Alfonsi and Simon weren’t the only dismissals Thursday. “60 Minutes” correspondent Cecilia Vega and executive editor Draggan Mihailovich were also fired, according to three people familiar with the decision who spoke on the condition of anonymity to discuss sensitive matters. Anderson Cooper recently left the show after two decades, citing his desire to spend more time with his family.
In a statement late Thursday, Vega said her contract wasn’t set to expire until March 2027 and that her firing comes after meddling by CBS management.
“In recent months, my producing teams and I have experienced efforts to insert political bias into our stories,” she wrote. “Reporting teams have held back on submitting story pitches about important news topics out of fear of the internal repercussions. Let’s call this what it is: censorship, both imposed and self-driven. It is dangerous for the show and dangerous for democracy.”
She wrote that she is “far from the only 60 Minutes correspondent who has asked herself, ‘What is my personal red line?
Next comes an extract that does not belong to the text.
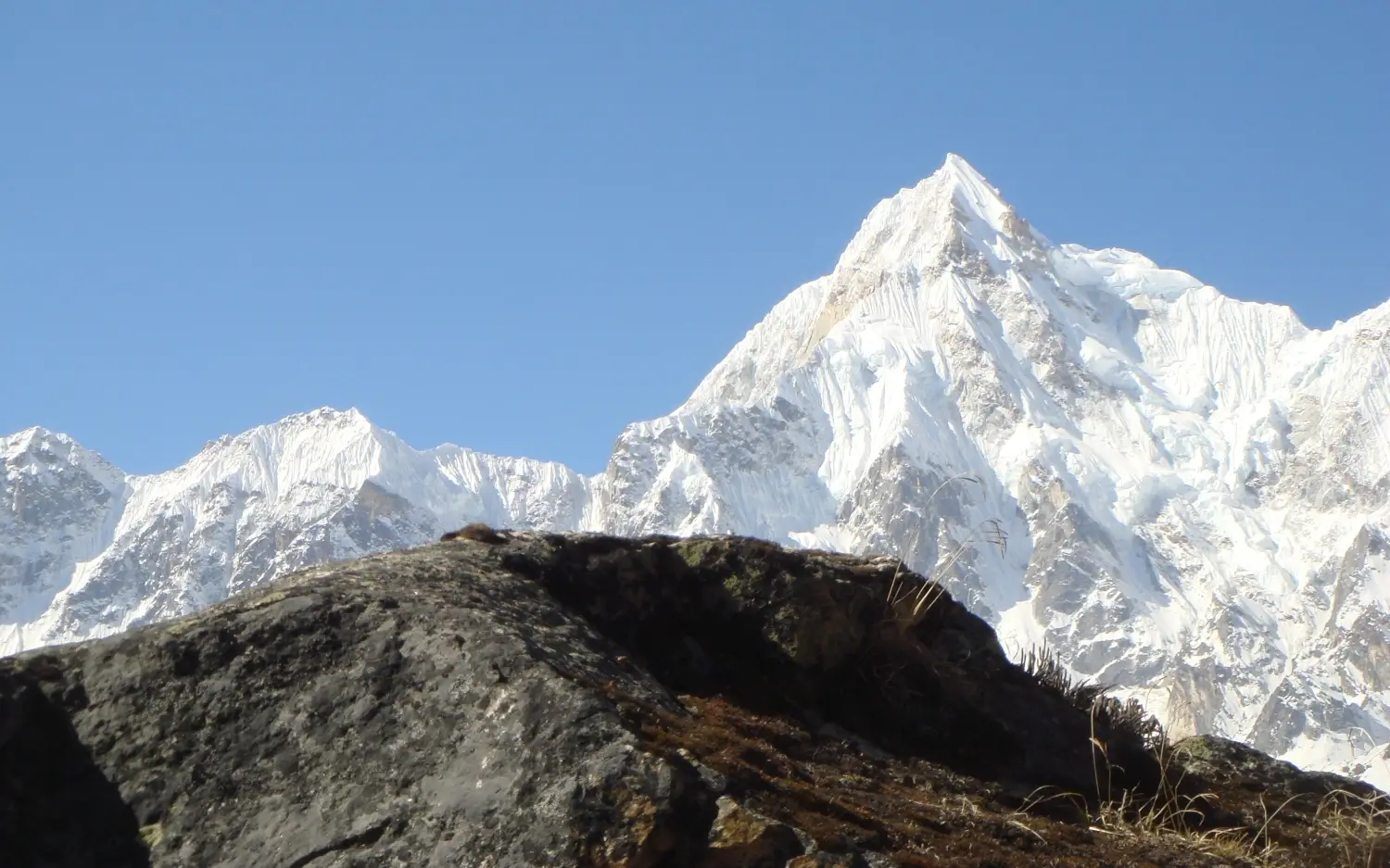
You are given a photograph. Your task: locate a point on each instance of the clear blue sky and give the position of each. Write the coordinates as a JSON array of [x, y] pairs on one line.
[[520, 225]]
How much can I push back before I pay the price?’” CBS declined to comment on Vega’s statement.
Weiss has clashed with “60 Minutes” staff, including a high-profile feud in which she shelved a segment on El Salvador’s infamous CECOT prison at the last minute. Regardless, “60 Minutes” has been a source of stability at CBS News; it brought in 9.1 million viewers on average this season, according to the network’s tally, making it one of the most-watched shows on broadcast television.
In a separate email to CBS News staff, also reviewed by The Post, Bilton said taking this job is the honor of his career — but signaled that “60 Minutes” needs to adapt to stay relevant.
“The world we are reporting on, and the world we are reporting to, where people consume their news, has moved,” he wrote. “And if we don’t move with it, in the ways that matter, we won’t be here for the next sixty years. I want to do everything humanly possible to ensure that we are.”
Bilton has been a technology columnist at the New York Times and more recently a special correspondent at Vanity Fair. In 2021, he directed a documentary film called “Fake Famous” for HBO, but — like Weiss before her appointment — he does not have traditional broadcast television experience.